One of the things I like about the church I currently attend is its tradition of Psalm-singing. A cappella Psalm-singing. I have long been appreciative of the use of Psalms in worship. Worshipping regularly with Anglicans for over 27 years, the Psalms have always had a place in the weekly liturgy, whether Morning/Evening Prayer or Eucharist, whether BCP or BAS. The Psalms were there. Being recited alternately between a leader and the congregation.
This tradition of Psalm-praying is good. Is, indeed, very good. But what the Free Church of Scotland gives us is, I believe, a different sort of engagement with the Psalms. On a retreat with some fellow Anglicans once, the theme was the Psalms. We were reminded that the Psalms are God’s Prayerbook. This is a very Anglican way of putting it. In fact, however, the Psalms are God’s hymn book.
The singing of Psalms is not unique to the Wee Frees and related Presbyterians. The Eastern Orthodox sing them. Anglo-Catholic choirs sing them to Renaissance settings. Some Anglicans sing or chant them together as a group (though most do not). St. Athanasius, in his ‘Letter to Marcellinus’ appended to the end of the SVS translation of On the Incarnation (until Fr. Behr’s supplants it, at least) recommends singing Psalms. So does the Anglican William Law in his Serious Call to a Devout and Holy Life.
Indeed, Law says that you should sing or chant them as part of your personal devotions every day. If no one can hear, it doesn’t matter. If someone can, good. Remind them of their own duty to pray. (That’s the sort of advice Law likes to give.)

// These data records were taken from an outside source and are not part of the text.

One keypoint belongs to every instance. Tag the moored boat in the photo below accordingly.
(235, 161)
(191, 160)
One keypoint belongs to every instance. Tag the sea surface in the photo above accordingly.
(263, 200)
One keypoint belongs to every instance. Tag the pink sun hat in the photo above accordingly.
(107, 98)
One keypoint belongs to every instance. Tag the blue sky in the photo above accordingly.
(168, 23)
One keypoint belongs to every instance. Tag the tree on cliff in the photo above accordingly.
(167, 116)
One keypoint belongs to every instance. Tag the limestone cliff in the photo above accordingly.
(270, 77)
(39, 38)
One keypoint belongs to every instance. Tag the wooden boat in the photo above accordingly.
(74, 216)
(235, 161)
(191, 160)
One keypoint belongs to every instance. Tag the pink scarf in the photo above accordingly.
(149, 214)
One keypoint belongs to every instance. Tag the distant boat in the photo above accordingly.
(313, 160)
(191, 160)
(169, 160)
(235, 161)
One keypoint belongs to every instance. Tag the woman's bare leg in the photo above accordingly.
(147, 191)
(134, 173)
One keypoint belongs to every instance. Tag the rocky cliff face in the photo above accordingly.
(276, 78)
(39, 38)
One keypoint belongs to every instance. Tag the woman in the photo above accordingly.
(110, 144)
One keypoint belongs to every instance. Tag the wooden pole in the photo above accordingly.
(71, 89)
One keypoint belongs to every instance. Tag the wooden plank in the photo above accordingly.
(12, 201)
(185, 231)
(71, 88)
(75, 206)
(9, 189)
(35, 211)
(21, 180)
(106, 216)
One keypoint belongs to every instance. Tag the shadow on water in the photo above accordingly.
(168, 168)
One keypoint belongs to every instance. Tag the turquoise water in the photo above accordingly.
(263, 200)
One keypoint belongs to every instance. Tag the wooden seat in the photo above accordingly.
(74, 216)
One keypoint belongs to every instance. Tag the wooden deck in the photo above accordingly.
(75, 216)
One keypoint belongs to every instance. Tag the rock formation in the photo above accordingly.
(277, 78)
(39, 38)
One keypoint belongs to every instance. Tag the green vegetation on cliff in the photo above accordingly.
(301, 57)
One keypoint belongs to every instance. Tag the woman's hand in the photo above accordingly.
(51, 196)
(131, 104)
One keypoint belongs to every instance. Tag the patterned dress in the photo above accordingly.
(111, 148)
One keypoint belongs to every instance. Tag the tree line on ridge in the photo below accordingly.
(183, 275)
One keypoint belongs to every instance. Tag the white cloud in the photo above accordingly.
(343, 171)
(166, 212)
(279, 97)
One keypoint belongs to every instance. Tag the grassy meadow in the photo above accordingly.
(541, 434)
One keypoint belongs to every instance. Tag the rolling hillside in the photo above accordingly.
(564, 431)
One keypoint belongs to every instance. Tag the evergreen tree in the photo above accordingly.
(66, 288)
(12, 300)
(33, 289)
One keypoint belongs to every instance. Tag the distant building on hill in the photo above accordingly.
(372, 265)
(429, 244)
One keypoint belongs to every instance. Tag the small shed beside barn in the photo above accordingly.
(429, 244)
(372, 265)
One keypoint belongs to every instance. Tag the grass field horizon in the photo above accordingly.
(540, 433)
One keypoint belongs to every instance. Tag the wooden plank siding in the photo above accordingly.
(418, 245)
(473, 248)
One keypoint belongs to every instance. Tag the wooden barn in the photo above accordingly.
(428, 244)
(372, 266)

Singing or chanting is not quite the same experience as simply speaking. Athanasius envisages the reader entering into the voice and persona of the Psalmist through singing the Psalms. In so doing, we take up these prayers as our own. The Psalms are not simply occasional poetry for a single person to pour out his heart to God. They are songs to be sung by us all, connecting the individual with the community, the living with the dead, humans with angels, Christians with Jews.
The Psalms are worth getting to know.
So I find it a most excellent thing to sing two or three Psalms a cappella each Sunday morning or evening (depends on the week). I like to belt songs out, so the fact that usually they are set to old hymn tunes works in my favour. Rather than passively receiving the words of Scripture or the prayers, I am putting myself into them, worshipping God in spirit indeed.

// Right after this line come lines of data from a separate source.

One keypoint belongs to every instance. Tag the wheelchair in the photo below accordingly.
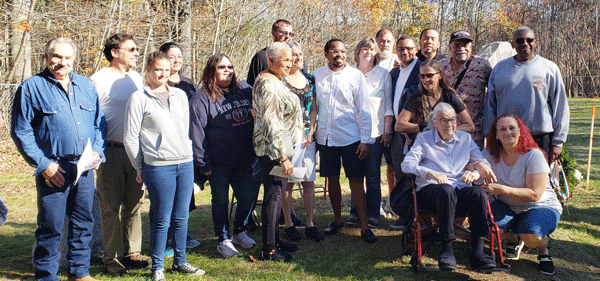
(423, 223)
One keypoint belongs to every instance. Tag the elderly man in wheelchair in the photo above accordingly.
(438, 159)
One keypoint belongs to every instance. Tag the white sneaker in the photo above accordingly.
(158, 275)
(227, 249)
(388, 208)
(243, 240)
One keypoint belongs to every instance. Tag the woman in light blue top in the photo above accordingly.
(527, 208)
(157, 142)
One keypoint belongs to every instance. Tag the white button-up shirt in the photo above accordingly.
(379, 86)
(402, 78)
(431, 152)
(388, 63)
(342, 99)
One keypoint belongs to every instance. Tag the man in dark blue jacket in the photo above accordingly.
(405, 81)
(55, 114)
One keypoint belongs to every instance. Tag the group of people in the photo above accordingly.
(425, 114)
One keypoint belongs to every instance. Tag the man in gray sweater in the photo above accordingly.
(530, 87)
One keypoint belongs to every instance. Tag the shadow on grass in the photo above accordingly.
(15, 253)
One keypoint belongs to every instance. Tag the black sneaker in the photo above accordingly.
(352, 221)
(447, 261)
(546, 264)
(372, 223)
(482, 261)
(276, 255)
(333, 228)
(287, 247)
(313, 233)
(399, 224)
(293, 233)
(513, 251)
(295, 220)
(369, 236)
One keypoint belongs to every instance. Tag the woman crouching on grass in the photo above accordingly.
(158, 145)
(527, 209)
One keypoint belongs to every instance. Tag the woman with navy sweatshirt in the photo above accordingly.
(221, 128)
(157, 143)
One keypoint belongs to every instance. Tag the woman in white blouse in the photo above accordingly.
(379, 86)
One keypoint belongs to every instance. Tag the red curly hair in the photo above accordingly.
(525, 144)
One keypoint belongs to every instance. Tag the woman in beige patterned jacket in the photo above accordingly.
(277, 129)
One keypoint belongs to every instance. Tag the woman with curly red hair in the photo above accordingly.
(527, 209)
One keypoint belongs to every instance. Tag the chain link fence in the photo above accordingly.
(582, 86)
(7, 95)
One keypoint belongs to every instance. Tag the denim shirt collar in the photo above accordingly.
(48, 75)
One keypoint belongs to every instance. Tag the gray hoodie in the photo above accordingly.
(154, 134)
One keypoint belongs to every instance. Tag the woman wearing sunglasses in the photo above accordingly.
(221, 128)
(433, 89)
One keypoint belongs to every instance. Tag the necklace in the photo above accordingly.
(274, 74)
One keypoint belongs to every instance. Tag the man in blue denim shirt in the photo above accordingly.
(54, 115)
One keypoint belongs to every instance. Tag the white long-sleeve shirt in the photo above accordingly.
(344, 116)
(431, 152)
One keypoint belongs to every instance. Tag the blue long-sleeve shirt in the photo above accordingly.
(48, 124)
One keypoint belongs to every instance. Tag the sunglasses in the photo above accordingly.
(446, 121)
(402, 49)
(427, 75)
(131, 50)
(285, 33)
(522, 40)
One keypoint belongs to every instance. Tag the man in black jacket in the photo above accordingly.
(405, 81)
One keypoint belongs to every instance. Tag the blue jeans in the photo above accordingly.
(3, 212)
(539, 220)
(76, 202)
(373, 176)
(240, 180)
(170, 188)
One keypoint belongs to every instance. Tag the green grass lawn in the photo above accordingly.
(575, 245)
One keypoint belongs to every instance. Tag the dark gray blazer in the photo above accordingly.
(411, 86)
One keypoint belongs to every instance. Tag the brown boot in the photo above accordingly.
(86, 278)
(137, 261)
(114, 268)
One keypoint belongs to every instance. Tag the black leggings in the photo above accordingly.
(271, 206)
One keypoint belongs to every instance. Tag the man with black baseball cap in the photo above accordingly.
(469, 76)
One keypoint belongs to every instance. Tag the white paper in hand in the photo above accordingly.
(84, 160)
(278, 172)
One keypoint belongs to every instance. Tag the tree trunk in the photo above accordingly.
(20, 45)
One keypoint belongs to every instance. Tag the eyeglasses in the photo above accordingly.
(285, 33)
(427, 75)
(131, 50)
(446, 121)
(402, 49)
(337, 52)
(522, 40)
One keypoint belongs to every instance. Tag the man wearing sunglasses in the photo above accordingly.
(281, 31)
(530, 87)
(119, 195)
(405, 81)
(469, 76)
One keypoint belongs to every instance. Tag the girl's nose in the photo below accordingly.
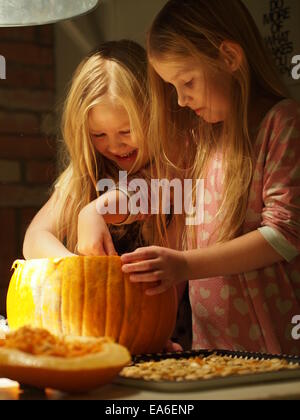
(182, 100)
(116, 145)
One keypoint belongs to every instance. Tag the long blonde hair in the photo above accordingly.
(118, 69)
(197, 29)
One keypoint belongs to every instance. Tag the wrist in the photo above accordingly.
(184, 272)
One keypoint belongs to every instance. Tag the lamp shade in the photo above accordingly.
(39, 12)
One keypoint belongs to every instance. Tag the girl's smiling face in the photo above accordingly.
(205, 93)
(109, 128)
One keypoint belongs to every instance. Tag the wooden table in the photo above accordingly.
(279, 390)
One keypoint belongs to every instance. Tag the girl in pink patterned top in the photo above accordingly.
(242, 137)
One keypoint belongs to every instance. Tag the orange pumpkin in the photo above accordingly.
(92, 297)
(73, 364)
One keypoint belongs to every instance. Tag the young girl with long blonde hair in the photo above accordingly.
(104, 128)
(218, 102)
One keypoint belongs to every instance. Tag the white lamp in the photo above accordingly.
(40, 12)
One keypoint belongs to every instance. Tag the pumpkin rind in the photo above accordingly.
(90, 296)
(76, 374)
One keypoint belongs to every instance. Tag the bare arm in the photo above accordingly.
(41, 236)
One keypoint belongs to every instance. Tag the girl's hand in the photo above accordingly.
(94, 237)
(155, 264)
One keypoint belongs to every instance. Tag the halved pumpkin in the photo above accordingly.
(90, 297)
(72, 364)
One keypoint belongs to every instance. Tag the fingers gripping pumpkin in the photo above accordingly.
(90, 296)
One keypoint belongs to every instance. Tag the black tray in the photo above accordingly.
(220, 382)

And when Colin R is behind me and a little to one side, I can sing the bass part (still no good at finding harmonies solo — one reason it was good to sit with Philip S at Little T!). The harmonies of a hundred or more voices lifted up in song with no organ, no piano, no guitar, nothing. It is a beautiful thing. When the church is packed to bursting at the joint services with Edinburgh’s other Free Churches — oh, the power and might of those voices lifted up in harmony with one accord! The beauty of it. This is a church against which the gates of Hades cannot prevail, indeed!

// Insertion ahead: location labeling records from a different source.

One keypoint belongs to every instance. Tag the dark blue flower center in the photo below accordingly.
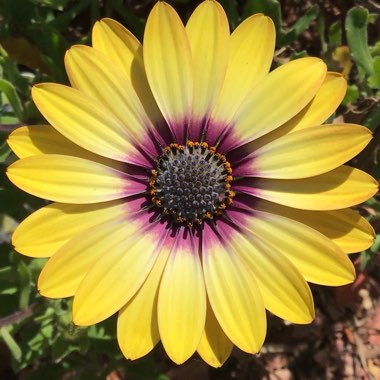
(191, 183)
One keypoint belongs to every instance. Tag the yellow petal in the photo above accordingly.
(126, 256)
(208, 33)
(123, 48)
(182, 301)
(314, 255)
(346, 228)
(137, 325)
(167, 58)
(48, 229)
(279, 97)
(310, 151)
(321, 107)
(284, 290)
(96, 75)
(342, 187)
(34, 140)
(70, 179)
(85, 122)
(233, 293)
(214, 346)
(251, 54)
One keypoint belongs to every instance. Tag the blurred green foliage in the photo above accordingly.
(34, 35)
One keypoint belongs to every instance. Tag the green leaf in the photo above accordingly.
(304, 21)
(11, 343)
(230, 6)
(335, 34)
(5, 151)
(372, 121)
(356, 30)
(271, 8)
(25, 284)
(10, 92)
(352, 95)
(374, 79)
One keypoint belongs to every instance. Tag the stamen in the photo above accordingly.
(191, 183)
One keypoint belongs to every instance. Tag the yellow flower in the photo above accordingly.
(192, 188)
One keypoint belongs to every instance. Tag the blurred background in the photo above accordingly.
(37, 338)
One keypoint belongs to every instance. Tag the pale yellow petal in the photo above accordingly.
(34, 140)
(137, 325)
(278, 97)
(346, 228)
(342, 187)
(126, 255)
(321, 107)
(208, 33)
(96, 75)
(285, 292)
(233, 293)
(314, 255)
(45, 231)
(86, 122)
(309, 152)
(214, 346)
(123, 48)
(182, 301)
(251, 54)
(168, 66)
(69, 179)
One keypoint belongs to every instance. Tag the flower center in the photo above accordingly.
(191, 183)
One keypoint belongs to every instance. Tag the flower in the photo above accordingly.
(192, 188)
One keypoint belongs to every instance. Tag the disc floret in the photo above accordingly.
(191, 183)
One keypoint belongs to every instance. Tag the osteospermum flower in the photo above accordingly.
(192, 188)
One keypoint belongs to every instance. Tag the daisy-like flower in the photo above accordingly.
(192, 188)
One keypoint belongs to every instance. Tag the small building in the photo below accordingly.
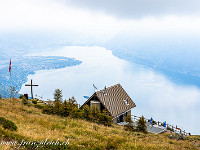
(115, 100)
(49, 102)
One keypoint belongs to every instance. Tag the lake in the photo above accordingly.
(154, 94)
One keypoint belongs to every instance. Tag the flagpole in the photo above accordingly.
(10, 79)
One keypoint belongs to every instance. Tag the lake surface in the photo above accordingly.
(155, 96)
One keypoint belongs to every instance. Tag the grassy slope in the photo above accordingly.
(33, 125)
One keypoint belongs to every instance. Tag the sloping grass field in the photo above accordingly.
(33, 125)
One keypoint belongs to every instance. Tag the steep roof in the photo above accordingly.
(113, 100)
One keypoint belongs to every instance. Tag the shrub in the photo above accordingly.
(21, 96)
(7, 124)
(105, 119)
(34, 101)
(24, 101)
(86, 112)
(47, 109)
(141, 125)
(128, 118)
(58, 95)
(39, 106)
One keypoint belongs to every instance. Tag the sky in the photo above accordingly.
(104, 19)
(101, 17)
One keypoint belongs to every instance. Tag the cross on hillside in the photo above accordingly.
(31, 85)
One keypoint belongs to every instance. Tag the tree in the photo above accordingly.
(141, 125)
(58, 95)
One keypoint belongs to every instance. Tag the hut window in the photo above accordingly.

Because there is power in God’s word written. Power in faithful hearts joined together in worship. Power in the beauty of God’s presence whenever we come before Him.
Power in the simple beauty of human voices singing harmony.
This is a beauty I appreciate in Gregorian Chant or the wonderful concert of Byzantine Christmas Hymns I attended in December. There is a different beauty in Renaissance polyphony, in the Mass in 40 Parts by Striggio or in Mozart’s Requiem. I do not wish to play down that beauty. I enjoy it immensely and find the wonder and beauty of a well-rehearsed choir or organ as at St. Mary’s Cathedral or Old St. Paul’s can bring me well-nigh to ecstasy or that Buddhist ideal of being in the moment. When I first listened to Striggio’s forty-part Renaissance glory, I almost cried.
But this beauty of around 100 Wee Free voices on a Sunday is wonderful in its own right. The beauty of simplicity in an old-fashioned but moderately unadorned sanctuary as we join together in song, aided by nothing but what God has given us. Our naked voices approach the Almighty as our souls ought — no hiding, no vain pretense, no embellishment. Just the beauty of the wonderful gift already given.